Vulture awareness and conservation are being actively promoted by organizations such as Vultures Namibia, Rare and Endangered Species Trust, Raptors Namibia and NARREC. Workshops on the correct and ethical use of poison on livestock farms, ringing of birds, talks with conservancies, schools and the local media have made Namibians aware of the plight of the vulture.

These are the most commonly found Vultures in Namibia:

White-backed vulture

Lappet-faced vulture

Cape vulture

White-hooded vulture

Here is a look at the main causes of deaths and threats to the natural vulture populations in Namibia:

-Poisoning of Vultures remains a huge threat to the country’s vulture populations. Poison is often used by livestock farmers in their fight against varmint like Jackal, Wild cats, Feral dogs and Hyena, these predators cause stock losses and a substantial financial loss to the livestock farmer.
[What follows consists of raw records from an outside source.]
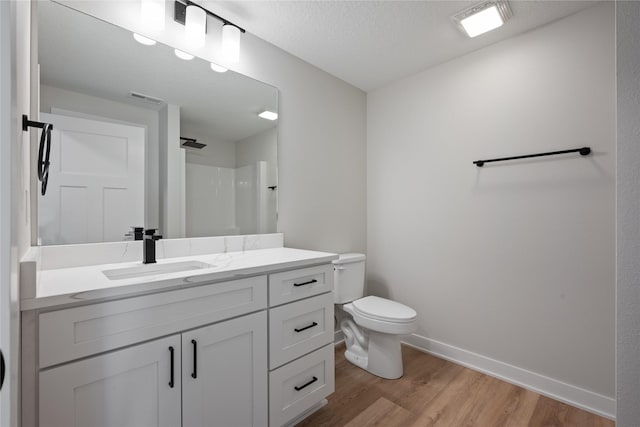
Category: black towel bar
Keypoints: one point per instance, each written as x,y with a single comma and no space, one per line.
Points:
583,152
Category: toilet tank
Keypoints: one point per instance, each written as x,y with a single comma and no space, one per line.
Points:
348,278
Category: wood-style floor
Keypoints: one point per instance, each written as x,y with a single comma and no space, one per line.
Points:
435,392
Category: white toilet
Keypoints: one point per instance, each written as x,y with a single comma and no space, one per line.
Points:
372,333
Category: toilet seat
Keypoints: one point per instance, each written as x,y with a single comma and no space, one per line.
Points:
377,308
382,315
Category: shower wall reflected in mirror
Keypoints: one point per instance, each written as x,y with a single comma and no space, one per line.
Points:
143,138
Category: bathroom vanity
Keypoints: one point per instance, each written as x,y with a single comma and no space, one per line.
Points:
234,339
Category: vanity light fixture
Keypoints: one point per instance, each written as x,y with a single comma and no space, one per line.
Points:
483,17
152,14
230,48
230,43
143,40
195,26
183,55
218,68
269,115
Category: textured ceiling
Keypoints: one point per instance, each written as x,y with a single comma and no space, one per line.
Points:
372,43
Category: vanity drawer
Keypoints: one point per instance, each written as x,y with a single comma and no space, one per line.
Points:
296,387
299,328
297,284
78,332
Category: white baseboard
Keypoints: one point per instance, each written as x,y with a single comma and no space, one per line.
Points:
567,393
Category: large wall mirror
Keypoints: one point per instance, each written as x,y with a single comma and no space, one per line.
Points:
143,138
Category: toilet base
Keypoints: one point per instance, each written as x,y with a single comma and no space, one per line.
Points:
385,355
380,354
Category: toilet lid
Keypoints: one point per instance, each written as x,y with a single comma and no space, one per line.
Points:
384,309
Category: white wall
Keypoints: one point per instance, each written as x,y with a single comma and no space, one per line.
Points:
94,107
15,192
515,261
321,135
628,212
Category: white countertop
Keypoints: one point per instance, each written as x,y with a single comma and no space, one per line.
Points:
89,284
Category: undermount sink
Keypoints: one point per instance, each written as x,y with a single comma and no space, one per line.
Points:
154,269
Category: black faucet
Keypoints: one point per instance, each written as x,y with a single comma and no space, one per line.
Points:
149,245
134,234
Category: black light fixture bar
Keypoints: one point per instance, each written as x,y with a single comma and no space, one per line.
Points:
583,152
180,13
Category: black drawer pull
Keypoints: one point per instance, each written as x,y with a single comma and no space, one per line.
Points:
171,361
194,374
305,283
306,327
306,385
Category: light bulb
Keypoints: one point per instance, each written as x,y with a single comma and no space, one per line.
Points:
269,115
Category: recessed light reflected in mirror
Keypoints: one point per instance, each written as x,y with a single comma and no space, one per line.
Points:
143,40
269,115
218,68
483,21
183,55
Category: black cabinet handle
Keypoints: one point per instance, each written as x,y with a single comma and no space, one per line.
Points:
171,380
306,385
305,283
194,374
306,327
2,369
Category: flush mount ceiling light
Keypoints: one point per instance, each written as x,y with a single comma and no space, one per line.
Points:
269,115
183,55
218,68
230,31
483,17
143,40
152,14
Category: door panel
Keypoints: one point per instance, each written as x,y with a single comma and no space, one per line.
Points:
96,181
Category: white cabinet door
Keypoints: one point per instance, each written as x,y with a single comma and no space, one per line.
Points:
130,387
224,374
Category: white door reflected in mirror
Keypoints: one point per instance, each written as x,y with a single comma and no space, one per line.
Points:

Vultures die mainly from this type of secondary poisoning.

-Improved farming methods means less domestic animal deaths on livestock farms therefore less food for vultures

-Due to Namibia’s increased popularity as a tourist destination breeding sites that was once off the beaten track are disturbed and even destroyed with the building of lodges and camp sites in remote wilderness areas thus resulting in eggs and chicks being abandoned

-Poaching of wild naturally occurring game in certain areas caused game to move, leaving these areas with no natural game to sustain vulture populations.

-Man made structures; vultures collide with power lines and injure or electrocute themselves.

VIERANAS SAFARIS applaud the continued promotion of vulture awareness in Namibia and their importance and value to a balanced eco-system. We strongly condemn the use of poisons and trapping of all Raptors!

We’ve had four sightings of White-backed and Lappet-faced vultures in our main hunt area in the north-western region of Namibia and are very happy to report a pair of Black Eagles are nesting in the area as well.